Questo articolo è stato scritto da Agência Mural [pt, come tutti i link successivi, salvo diversa indicazione]. È stato pubblicato qui in seguito a un accordo tra Global Voices e Agência Mural per la condivisione dei contenuti.

Il primo dicembre nove persone di età compresa tra i 14 e i 23 anni anni sono morte a Paraisópolis [it], favela di San Paolo che ospita più di 100.000 abitanti, durante un'operazione di polizia in una festa di musica funk tenuta in strada. Da allora, i residenti delle favelas manifestano per chiedere che vengano date risposte e che la polizia si assuma la responsabilità delle proprie azioni al popolare “Baile da 17“, festa che attira milioni di persone ogni fine settimana.

Le autorità sostengono che la polizia stava inseguendo due uomini in moto.
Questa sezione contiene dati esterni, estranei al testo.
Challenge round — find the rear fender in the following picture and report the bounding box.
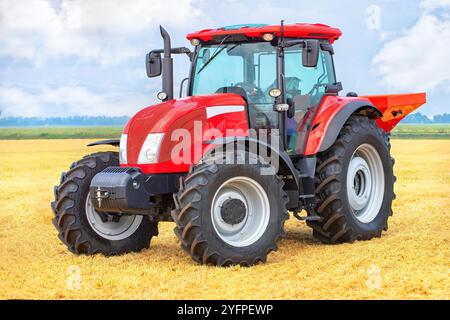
[304,93,426,156]
[364,93,427,132]
[305,98,382,156]
[87,139,120,147]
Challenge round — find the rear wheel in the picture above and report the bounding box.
[51,152,158,255]
[308,116,395,243]
[172,151,288,266]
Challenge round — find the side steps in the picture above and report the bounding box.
[293,209,323,222]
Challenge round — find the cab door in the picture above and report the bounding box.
[284,46,336,155]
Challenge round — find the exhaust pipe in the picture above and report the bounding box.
[159,26,173,100]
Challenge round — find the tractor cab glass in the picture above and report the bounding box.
[191,42,336,154]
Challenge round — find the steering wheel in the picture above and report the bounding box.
[308,83,328,96]
[234,82,264,102]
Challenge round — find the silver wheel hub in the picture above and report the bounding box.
[346,144,385,223]
[85,194,143,241]
[211,177,270,247]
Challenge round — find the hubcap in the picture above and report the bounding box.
[211,177,270,247]
[86,194,143,241]
[346,144,384,223]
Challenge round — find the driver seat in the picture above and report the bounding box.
[216,87,248,104]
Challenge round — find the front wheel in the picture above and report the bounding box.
[172,155,288,266]
[51,152,158,255]
[308,116,395,243]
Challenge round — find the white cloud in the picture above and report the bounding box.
[0,87,153,117]
[0,0,198,63]
[420,0,450,12]
[373,0,450,91]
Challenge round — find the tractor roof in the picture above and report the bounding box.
[187,23,342,43]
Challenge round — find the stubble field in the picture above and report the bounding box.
[0,140,450,299]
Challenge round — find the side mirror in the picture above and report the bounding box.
[145,52,162,78]
[302,40,319,68]
[202,49,211,65]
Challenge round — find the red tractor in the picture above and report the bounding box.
[52,23,426,266]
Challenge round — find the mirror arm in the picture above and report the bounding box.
[280,40,306,48]
[179,77,189,98]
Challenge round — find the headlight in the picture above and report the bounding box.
[119,134,128,164]
[138,133,164,164]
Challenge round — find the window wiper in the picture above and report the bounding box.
[197,43,239,74]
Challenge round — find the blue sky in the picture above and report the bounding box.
[0,0,450,117]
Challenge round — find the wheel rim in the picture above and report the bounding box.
[211,177,270,247]
[86,194,143,241]
[347,144,384,223]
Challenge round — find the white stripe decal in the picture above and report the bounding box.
[206,106,245,119]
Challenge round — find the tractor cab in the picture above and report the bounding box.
[147,23,341,155]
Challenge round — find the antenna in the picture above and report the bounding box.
[280,20,284,43]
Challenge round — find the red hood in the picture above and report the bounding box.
[124,93,246,170]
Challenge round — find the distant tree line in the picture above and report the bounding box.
[0,112,450,127]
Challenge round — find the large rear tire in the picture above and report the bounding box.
[308,116,395,243]
[172,154,289,266]
[51,152,158,256]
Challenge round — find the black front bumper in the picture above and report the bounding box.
[90,167,180,214]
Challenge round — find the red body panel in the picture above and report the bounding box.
[305,93,426,155]
[122,94,248,174]
[363,93,427,132]
[187,23,342,43]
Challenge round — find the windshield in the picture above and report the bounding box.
[192,42,277,128]
[192,42,336,154]
[192,42,276,103]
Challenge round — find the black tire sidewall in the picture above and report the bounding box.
[75,163,150,252]
[200,165,285,260]
[340,126,394,234]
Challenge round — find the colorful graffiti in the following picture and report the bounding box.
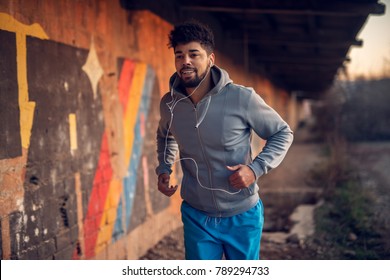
[0,14,169,259]
[79,59,155,258]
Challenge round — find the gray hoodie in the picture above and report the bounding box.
[156,66,293,217]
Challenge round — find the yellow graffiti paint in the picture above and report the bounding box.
[69,114,77,154]
[0,13,49,149]
[95,63,147,254]
[95,179,123,254]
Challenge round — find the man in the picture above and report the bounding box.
[156,21,293,259]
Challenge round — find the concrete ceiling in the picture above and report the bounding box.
[120,0,385,98]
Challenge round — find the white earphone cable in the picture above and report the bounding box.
[164,65,241,195]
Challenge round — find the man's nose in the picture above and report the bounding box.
[183,55,191,66]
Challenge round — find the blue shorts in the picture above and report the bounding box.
[181,200,264,260]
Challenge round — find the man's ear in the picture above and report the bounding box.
[209,53,215,67]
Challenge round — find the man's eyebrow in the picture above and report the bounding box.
[175,49,200,54]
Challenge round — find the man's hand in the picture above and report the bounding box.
[157,173,178,196]
[226,164,256,189]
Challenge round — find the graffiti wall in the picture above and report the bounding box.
[0,11,174,259]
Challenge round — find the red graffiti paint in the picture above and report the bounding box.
[118,59,136,112]
[73,133,112,259]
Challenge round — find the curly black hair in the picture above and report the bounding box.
[168,20,214,54]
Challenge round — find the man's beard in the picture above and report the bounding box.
[180,69,206,88]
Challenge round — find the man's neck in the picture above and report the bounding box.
[185,73,213,104]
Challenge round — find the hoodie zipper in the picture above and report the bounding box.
[194,104,220,212]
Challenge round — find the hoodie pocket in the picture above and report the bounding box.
[224,146,250,166]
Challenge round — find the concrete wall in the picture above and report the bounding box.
[0,0,299,259]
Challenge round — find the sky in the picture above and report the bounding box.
[346,0,390,79]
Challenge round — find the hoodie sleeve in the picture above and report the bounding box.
[246,90,293,179]
[156,94,178,175]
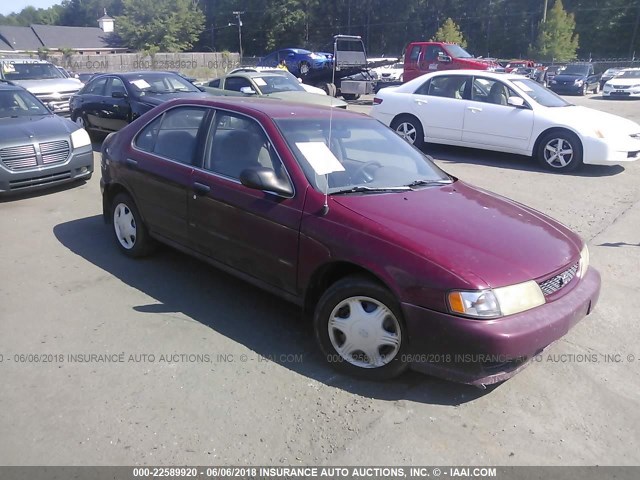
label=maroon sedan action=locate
[101,98,600,385]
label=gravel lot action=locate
[0,96,640,465]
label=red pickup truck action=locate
[404,42,500,82]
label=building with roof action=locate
[0,11,127,55]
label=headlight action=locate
[578,243,589,278]
[448,280,545,319]
[71,128,91,149]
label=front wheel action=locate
[537,132,582,172]
[111,193,153,258]
[314,275,408,380]
[391,115,424,148]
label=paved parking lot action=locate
[0,96,640,465]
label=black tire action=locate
[536,131,582,173]
[391,115,424,148]
[580,82,589,97]
[111,193,153,258]
[313,275,408,380]
[298,62,311,78]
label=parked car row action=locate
[7,62,640,385]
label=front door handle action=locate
[193,182,211,195]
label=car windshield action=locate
[562,65,589,75]
[447,45,473,58]
[0,90,51,118]
[127,73,200,95]
[275,118,453,194]
[511,78,572,107]
[253,75,305,95]
[2,62,65,80]
[616,70,640,78]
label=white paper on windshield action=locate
[296,142,344,175]
[513,80,533,92]
[131,78,151,89]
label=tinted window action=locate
[82,78,107,95]
[204,112,287,179]
[224,77,251,92]
[415,75,471,99]
[136,107,206,165]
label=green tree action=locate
[531,0,578,61]
[431,18,467,48]
[116,0,204,52]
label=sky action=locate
[0,0,62,15]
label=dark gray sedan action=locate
[0,82,93,194]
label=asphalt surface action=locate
[0,96,640,465]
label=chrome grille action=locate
[0,145,38,170]
[538,263,579,297]
[40,140,70,164]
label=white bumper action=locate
[582,136,640,165]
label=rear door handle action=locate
[193,182,211,195]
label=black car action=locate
[69,72,209,133]
[0,80,93,194]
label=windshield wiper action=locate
[407,180,453,187]
[331,185,411,195]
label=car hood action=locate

Secondo quanto riportato, gli uomini sono scappati verso la zona della festa nel mezzo di una sparatoria con la polizia, scatenando così il caos. Nella fretta delle persone sono state calpestate. Si stima che alla festa ci fossero 5000 persone quando è iniziato il trambusto.

Ma questa versione dei fatti è stata contraddetta da video apparsi online la notte dell'incidente. Il video qui sotto, pubblicato dall'inviato speciale André Caramante, mostra gli agenti di polizia che bloccano e pestano delle persone in un vicolo:

Le vittime di quella notte sono Gustavo Cruz Xavier, 14 anni; Dennys Guilherme dos Santos Franco, 16 anni; Marcos Paulo Oliveira dos Santos, 16 anni; Denys Henrique Quirino da Silva, 16 anni; Luara Victoria Oliveira, 18 anni; Gabriel Rogério de Moraes, 20 anni; Eduardo da Silva, 21 anni; Bruno Gabriel dos Santos, 22 anni; e Mateus dos Santos Costa, 23 anni.
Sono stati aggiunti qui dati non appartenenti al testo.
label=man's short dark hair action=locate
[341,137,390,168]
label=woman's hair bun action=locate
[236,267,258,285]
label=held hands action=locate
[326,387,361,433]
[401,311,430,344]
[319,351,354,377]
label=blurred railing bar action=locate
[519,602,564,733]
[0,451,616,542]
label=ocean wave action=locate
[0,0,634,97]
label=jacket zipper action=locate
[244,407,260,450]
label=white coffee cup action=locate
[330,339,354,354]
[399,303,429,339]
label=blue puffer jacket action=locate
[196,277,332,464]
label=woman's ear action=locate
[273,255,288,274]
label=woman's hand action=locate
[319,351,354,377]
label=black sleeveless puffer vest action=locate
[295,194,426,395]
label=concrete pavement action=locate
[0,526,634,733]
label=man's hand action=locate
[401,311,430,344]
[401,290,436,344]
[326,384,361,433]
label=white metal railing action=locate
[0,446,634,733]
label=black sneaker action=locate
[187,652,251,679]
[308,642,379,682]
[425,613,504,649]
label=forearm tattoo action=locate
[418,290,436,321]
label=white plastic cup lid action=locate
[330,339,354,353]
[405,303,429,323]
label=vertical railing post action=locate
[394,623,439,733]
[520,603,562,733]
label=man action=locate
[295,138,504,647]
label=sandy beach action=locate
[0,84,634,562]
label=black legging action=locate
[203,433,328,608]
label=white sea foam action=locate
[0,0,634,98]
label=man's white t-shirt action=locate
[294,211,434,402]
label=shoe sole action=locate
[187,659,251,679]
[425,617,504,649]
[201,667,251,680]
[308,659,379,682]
Non sono ancora chiare le circostanze specifiche della loro morte. Trentuno agenti sono sotto indagine. Alcuni residenti ipotizzano che il raid sia stato un atto di ritorsione per l'uccisione di un agente avvenuta in quella zona a novembre 2019.

Il 2 dicembre centinaia di residenti hanno protestato portando manifesti e croci. I motociclisti hanno suonato il clacson, e ci sono stati anche un minuto di silenzio e una preghiera. Inoltre, i residenti hanno intonato “Rap da Felicidade”, una classica canzone funk che recita: “Voglio solo essere felice e camminare serenamente nella favela in cui sono nato, e [voglio] poter essere orgoglioso e sapere che i poveri hanno un loro posto”.

La settimana successiva, secondo quanto detto dai residenti, la vita nel quartiere è stata più silenziosa del solito. La maggior parte della gente, ancora spaventata, ha evitato di rilasciare interviste.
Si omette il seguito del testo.